En el desierto, lugar de combate y de presencia de las fuerzas del mal, se hace presente Dios y se hace presente el bien
(Carlos Osoro, arzobispo de Madrid).- Siempre me ha impresionado el deseo incansable de San Agustín de encontrar la verdad, descubrir qué es la vida, saber cómo vivir, conocer al hombre. Fue esta pasión por el hombre la que le hacía buscar necesariamente a Dios.

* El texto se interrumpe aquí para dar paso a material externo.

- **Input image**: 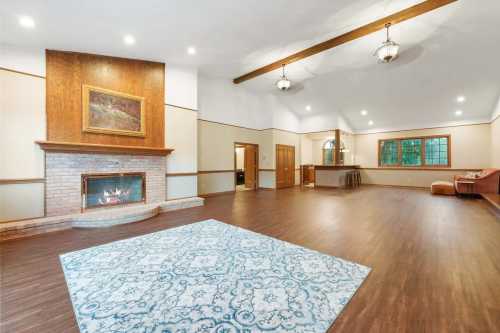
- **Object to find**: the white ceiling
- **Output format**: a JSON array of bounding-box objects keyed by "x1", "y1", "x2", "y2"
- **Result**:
[{"x1": 1, "y1": 0, "x2": 499, "y2": 131}]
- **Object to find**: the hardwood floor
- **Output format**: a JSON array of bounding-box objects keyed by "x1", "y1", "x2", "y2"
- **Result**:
[{"x1": 1, "y1": 186, "x2": 499, "y2": 332}]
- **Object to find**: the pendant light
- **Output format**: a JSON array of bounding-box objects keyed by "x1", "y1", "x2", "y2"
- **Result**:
[
  {"x1": 276, "y1": 64, "x2": 291, "y2": 91},
  {"x1": 374, "y1": 23, "x2": 400, "y2": 63}
]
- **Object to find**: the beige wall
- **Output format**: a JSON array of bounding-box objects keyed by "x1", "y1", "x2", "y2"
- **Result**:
[
  {"x1": 165, "y1": 105, "x2": 198, "y2": 200},
  {"x1": 197, "y1": 121, "x2": 302, "y2": 194},
  {"x1": 272, "y1": 129, "x2": 301, "y2": 167},
  {"x1": 354, "y1": 124, "x2": 492, "y2": 187},
  {"x1": 308, "y1": 132, "x2": 355, "y2": 166},
  {"x1": 300, "y1": 134, "x2": 313, "y2": 165},
  {"x1": 359, "y1": 169, "x2": 464, "y2": 188},
  {"x1": 272, "y1": 129, "x2": 301, "y2": 185},
  {"x1": 1, "y1": 63, "x2": 499, "y2": 218},
  {"x1": 355, "y1": 124, "x2": 491, "y2": 169},
  {"x1": 492, "y1": 116, "x2": 500, "y2": 167},
  {"x1": 197, "y1": 120, "x2": 272, "y2": 194},
  {"x1": 303, "y1": 131, "x2": 335, "y2": 165},
  {"x1": 0, "y1": 69, "x2": 46, "y2": 222},
  {"x1": 341, "y1": 131, "x2": 356, "y2": 165}
]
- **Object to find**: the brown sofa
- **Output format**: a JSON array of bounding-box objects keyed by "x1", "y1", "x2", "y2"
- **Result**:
[{"x1": 454, "y1": 168, "x2": 500, "y2": 194}]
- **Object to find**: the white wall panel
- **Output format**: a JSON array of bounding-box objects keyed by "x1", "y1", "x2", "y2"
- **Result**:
[
  {"x1": 0, "y1": 69, "x2": 46, "y2": 179},
  {"x1": 165, "y1": 64, "x2": 198, "y2": 110},
  {"x1": 259, "y1": 171, "x2": 275, "y2": 189},
  {"x1": 167, "y1": 176, "x2": 198, "y2": 200},
  {"x1": 0, "y1": 44, "x2": 45, "y2": 77},
  {"x1": 165, "y1": 104, "x2": 198, "y2": 200},
  {"x1": 0, "y1": 183, "x2": 44, "y2": 222}
]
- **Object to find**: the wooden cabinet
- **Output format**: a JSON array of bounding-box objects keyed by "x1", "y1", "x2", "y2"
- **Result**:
[
  {"x1": 301, "y1": 165, "x2": 315, "y2": 185},
  {"x1": 276, "y1": 144, "x2": 295, "y2": 189}
]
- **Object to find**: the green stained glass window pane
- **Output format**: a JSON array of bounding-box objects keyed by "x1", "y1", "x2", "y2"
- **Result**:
[
  {"x1": 425, "y1": 137, "x2": 448, "y2": 166},
  {"x1": 401, "y1": 139, "x2": 422, "y2": 166},
  {"x1": 324, "y1": 149, "x2": 333, "y2": 165},
  {"x1": 380, "y1": 140, "x2": 399, "y2": 166}
]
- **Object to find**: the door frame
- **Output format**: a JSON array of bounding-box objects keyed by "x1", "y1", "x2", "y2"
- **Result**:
[
  {"x1": 234, "y1": 142, "x2": 259, "y2": 190},
  {"x1": 275, "y1": 144, "x2": 296, "y2": 189}
]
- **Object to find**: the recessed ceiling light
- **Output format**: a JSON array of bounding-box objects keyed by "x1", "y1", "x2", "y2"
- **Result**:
[
  {"x1": 457, "y1": 95, "x2": 466, "y2": 103},
  {"x1": 187, "y1": 46, "x2": 196, "y2": 55},
  {"x1": 123, "y1": 34, "x2": 135, "y2": 45},
  {"x1": 455, "y1": 110, "x2": 463, "y2": 116},
  {"x1": 305, "y1": 105, "x2": 311, "y2": 111},
  {"x1": 368, "y1": 120, "x2": 374, "y2": 126},
  {"x1": 360, "y1": 110, "x2": 368, "y2": 116},
  {"x1": 19, "y1": 16, "x2": 35, "y2": 29}
]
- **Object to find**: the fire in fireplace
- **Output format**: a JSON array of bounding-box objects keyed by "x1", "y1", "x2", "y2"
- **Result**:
[{"x1": 82, "y1": 173, "x2": 145, "y2": 210}]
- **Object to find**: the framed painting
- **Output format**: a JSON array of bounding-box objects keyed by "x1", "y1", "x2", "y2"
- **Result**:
[{"x1": 82, "y1": 84, "x2": 146, "y2": 137}]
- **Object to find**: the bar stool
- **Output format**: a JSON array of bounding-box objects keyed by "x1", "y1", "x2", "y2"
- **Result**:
[
  {"x1": 345, "y1": 171, "x2": 354, "y2": 188},
  {"x1": 345, "y1": 170, "x2": 361, "y2": 189},
  {"x1": 353, "y1": 170, "x2": 361, "y2": 187}
]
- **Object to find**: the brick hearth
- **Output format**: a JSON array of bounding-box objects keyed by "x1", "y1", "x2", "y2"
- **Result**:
[{"x1": 45, "y1": 152, "x2": 166, "y2": 216}]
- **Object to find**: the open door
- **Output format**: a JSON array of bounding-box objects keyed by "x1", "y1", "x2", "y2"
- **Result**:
[{"x1": 244, "y1": 144, "x2": 257, "y2": 189}]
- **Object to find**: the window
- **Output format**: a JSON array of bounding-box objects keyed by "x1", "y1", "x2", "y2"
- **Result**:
[
  {"x1": 378, "y1": 135, "x2": 450, "y2": 168},
  {"x1": 401, "y1": 138, "x2": 422, "y2": 166},
  {"x1": 379, "y1": 140, "x2": 398, "y2": 166},
  {"x1": 322, "y1": 139, "x2": 346, "y2": 165},
  {"x1": 425, "y1": 137, "x2": 449, "y2": 166},
  {"x1": 323, "y1": 140, "x2": 335, "y2": 165}
]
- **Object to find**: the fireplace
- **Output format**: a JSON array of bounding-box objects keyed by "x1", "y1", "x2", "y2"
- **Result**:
[{"x1": 82, "y1": 172, "x2": 146, "y2": 210}]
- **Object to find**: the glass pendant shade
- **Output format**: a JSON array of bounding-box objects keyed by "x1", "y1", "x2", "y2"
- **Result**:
[
  {"x1": 375, "y1": 23, "x2": 400, "y2": 63},
  {"x1": 276, "y1": 64, "x2": 292, "y2": 90},
  {"x1": 375, "y1": 40, "x2": 400, "y2": 63},
  {"x1": 276, "y1": 77, "x2": 291, "y2": 90}
]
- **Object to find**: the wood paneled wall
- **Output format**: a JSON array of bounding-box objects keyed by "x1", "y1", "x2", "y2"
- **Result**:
[{"x1": 46, "y1": 50, "x2": 165, "y2": 147}]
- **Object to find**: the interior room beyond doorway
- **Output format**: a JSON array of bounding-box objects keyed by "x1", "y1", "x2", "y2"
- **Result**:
[{"x1": 234, "y1": 143, "x2": 258, "y2": 191}]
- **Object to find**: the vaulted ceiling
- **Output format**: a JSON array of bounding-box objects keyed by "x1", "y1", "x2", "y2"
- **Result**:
[{"x1": 1, "y1": 0, "x2": 499, "y2": 131}]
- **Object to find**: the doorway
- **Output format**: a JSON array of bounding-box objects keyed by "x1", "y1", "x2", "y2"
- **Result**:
[
  {"x1": 276, "y1": 144, "x2": 295, "y2": 189},
  {"x1": 234, "y1": 143, "x2": 259, "y2": 191}
]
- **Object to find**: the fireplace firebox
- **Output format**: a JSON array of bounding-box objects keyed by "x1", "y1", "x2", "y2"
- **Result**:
[{"x1": 82, "y1": 172, "x2": 146, "y2": 210}]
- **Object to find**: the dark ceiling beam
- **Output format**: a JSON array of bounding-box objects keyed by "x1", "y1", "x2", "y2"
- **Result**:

Él comprendió muy pronto que sólo a la luz de Dios puede manifestarse plenamente la grandeza del hombre y tomarse como tarea ineludible la gran aventura de ser hombre. Por eso, en este itinerario cuaresmal que estamos viviendo, pienso en voz alta lo que el Evangelio de este domingo pasado nos decía. Se nos hablaba del hombre y de Dios. Se nos revelaba un Dios que se ha hecho hombre, empujado por el Espíritu Santo al desierto y que nos manifiesta cómo el desierto tremendo, que puede acogotar y encadenar al ser humano, se puede convertir en vergel y cómo podemos hacer que nuestra vida sea una aventura bella, porque tomamos con empeño el globalizar el amor en vez de la indiferencia. Pero no un amor cualquiera, sino el amor mismo de Dios.
El desierto es un lugar sin belleza cuando está ausente la presencia de Dios. Pero el desierto puede ser también un lugar para vivir envueltos por la Belleza, para descubrir la Belleza, para proyectarnos desde la Belleza. Cuando Jesús marcha al desierto, lo convierte en lugar de presencia de la Belleza, hace del desierto un vergel. En el desierto percibimos el valor relativo de todo cuando se nos hace patente la presencia de Dios. Dios nos introduce a nosotros en el desierto. Allí, en el silencio, en la ausencia de sonidos y de estímulos visuales, nos hace percibir la presencia del Reino de Dios, pues Jesús en sus palabras, en sus gestos, en su vida, en lo que dice y en lo que hace, está haciendo presente el Reino de Dios.